Horrible horrible day yesterday. Luuk was up half the night, sick, and then come morning I got it! Felt lousy all day. Fortunatly Luuk was improving about the time I went down hill, so he was able to look after Louis, and also go and get some food. Perks of having a tiny kitchen: fresh food regulary. Cons: run out of food easily.
I slept a lot and started to improve late afternoon. Ate some plain bread and drank lemonade.
Slept pretty well last night and woke hungry - definitely a good sign - at 4am. Feeling better, no doubt about it, but still pretty weak and pathetic. Luuk's gone to work today and will be coming back to pick us up later: time to get us a french bank account! Steps in the right direction. Hurrah!
So relieved to be better, and the baby is still kicking occasionally. Had horrible stomach cramps yesterday evening, probably just tired muscles as by-product of being sick, but was worried about miscarriage of course. It's one of those things that are hard not to worry about it when you're pregnant anyway, but add a tummy upset into the mix and of course I'm freaking out. Which I'm sure doesn't help.

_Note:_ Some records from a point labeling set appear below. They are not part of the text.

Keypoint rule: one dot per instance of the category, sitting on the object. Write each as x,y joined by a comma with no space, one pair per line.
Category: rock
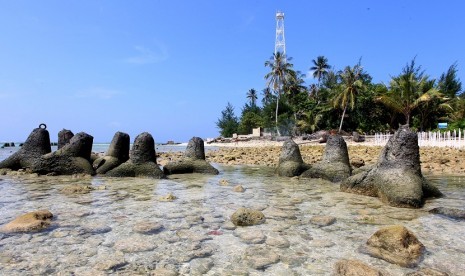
322,220
260,257
73,158
36,145
395,244
117,153
193,160
148,228
142,160
335,163
355,268
33,221
396,178
290,161
64,137
239,189
247,217
449,212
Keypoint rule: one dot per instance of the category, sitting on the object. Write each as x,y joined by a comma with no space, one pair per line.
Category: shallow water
95,233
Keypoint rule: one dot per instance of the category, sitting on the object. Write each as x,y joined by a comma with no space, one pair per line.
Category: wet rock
356,268
427,272
117,154
29,222
260,257
148,228
395,244
64,137
36,145
449,212
247,217
250,236
322,221
396,179
73,158
335,163
142,160
193,160
290,161
239,189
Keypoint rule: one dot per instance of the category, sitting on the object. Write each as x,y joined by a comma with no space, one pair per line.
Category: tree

Strangely, when I was first pregnant with Louis people kept telling me all these horror stories of their own, and other people's, miscarriages. It came up alarmingly often. I don't know why people felt it was a good idea, but for some reason the story they needed to share with their newly pregnant-for-the-first-time friend was about how it could all go horribly wrong: recipe for stress! Having had a very successful and trauma-free first pregnancy, I've been pretty laid back this time round, and then there's been so much else going on, what with moving to France and all, that I've been distracted from thinking about the baby.
I'm 23 weeks pregnant now. Had to look that up... hm. First time around I could have told you down to the week-half. Hope this poor baby isn't totally neglected.
Still able to wear slightly larger but otherwise normal clothes. Basically, just look chubby. Not particularly pregnant. Last time around that really bothered me and I'd wear things that made it super-obvious that I was pregnant, not just over-indulging in the pies. This time I care way less. Am I letting myself go? Oh, probably.
Going to have a rest now, while Louis is asleep and before we go to the bank.